LEONARDTOWN, Md. — A Black Hawk helicopter crashed onto a golf course in Maryland during a routine training flight Monday, killing one crew member and injuring the two others on board, the U.S. Army said.
The cause of the crash is under investigation, the Army Military District of Washington said in a statement Monday evening. One witness described pieces falling from the aircraft and another said it was spinning before it went down.
"We are deeply saddened by this loss within our community," said Maj. Gen. Bradley A. Becker, commanding general of the Joint Force Headquarters National Capital Region and the U.S. Army Military District of Washington. "Our condolences go out to the families and friends affected by this tragedy, and our team is focused on supporting them during this difficult time."
Three crew members were aboard the UH-60 Blackhawk for what the Army said was a training exercise when it crashed in Leonardtown, about 60 miles (97 kilometers) southeast of Washington, D.C., about 1:40 p.m. They were not identified, pending notification of relatives.

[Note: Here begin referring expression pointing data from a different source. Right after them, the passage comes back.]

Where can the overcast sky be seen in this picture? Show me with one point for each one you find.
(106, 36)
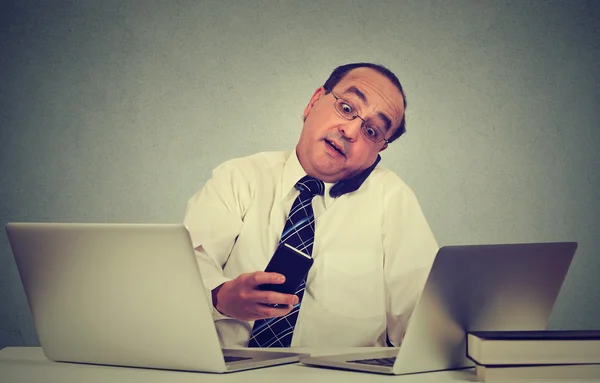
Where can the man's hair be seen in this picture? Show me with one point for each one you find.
(338, 74)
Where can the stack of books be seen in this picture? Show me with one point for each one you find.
(506, 356)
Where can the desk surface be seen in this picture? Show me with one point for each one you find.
(28, 364)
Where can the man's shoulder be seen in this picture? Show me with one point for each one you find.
(387, 179)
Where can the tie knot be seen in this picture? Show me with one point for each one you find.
(310, 185)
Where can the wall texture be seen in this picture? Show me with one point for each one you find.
(114, 111)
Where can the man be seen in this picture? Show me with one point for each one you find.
(372, 247)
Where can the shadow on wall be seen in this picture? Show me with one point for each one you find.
(10, 337)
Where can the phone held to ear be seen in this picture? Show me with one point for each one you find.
(293, 264)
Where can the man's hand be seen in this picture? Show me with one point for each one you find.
(241, 299)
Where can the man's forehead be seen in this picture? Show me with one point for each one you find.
(372, 84)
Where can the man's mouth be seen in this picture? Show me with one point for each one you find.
(335, 147)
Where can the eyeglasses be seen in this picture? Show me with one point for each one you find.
(348, 112)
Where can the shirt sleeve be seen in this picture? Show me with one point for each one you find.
(409, 250)
(214, 218)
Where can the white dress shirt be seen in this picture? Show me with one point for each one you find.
(372, 251)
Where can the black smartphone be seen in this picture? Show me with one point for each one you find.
(292, 263)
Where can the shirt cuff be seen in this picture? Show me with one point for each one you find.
(211, 284)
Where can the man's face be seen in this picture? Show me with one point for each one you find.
(332, 148)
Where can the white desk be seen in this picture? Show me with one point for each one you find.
(28, 364)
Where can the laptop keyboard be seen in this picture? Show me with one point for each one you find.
(387, 362)
(231, 358)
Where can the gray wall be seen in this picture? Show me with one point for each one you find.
(115, 111)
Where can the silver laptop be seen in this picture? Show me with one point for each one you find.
(470, 288)
(123, 294)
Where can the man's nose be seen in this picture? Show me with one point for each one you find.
(351, 129)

One person is in serious condition and one is in critical condition, the statement said. They are being treated at the R Adams Cowley Shock Trauma Center at the University of Maryland Medical Center in Baltimore.
The aircraft was from the 12th Aviation Battalion, stationed at Davison Airfield in Fort Belvoir, Virginia.
Kevin Bowen, who works in the pro shop of the Breton Bay Golf and Country Club, said he saw the helicopter "flying kind of low" and then "saw it spinning" before it went down between the third and fourth holes of the course.
Dorothy Harper, who lives across the street from the golf course, said she saw the helicopter just before it crashed.
"I was outside in my front yard when I saw the helicopter come over right across the street from my house. I saw pieces actually falling off the helicopter," she said.
Harper said she didn't see smoke or flames, "just pieces falling out of the sky."
Shortly after, emergency vehicles started rolling in, she said.
Army investigators were driving around the course in golf carts Monday evening, placing evidence markers near pieces of debris.
A team from the Army Combat Readiness Center, in Fort Rucker, Alabama, will be on site Tuesday to conduct the investigation, the Army's statement said.
Black Hawks are mainly used for transporting troops, supplies and equipment, according to the Army. But other missions include training and support of disaster relief.
The incident comes less than two weeks after a military jet crashed in a wooded area just outside a suburban Washington neighborhood. The pilot, who was on a training mission, ditched his jet. He was treated for minor injuries, and no one else was injured in that incident.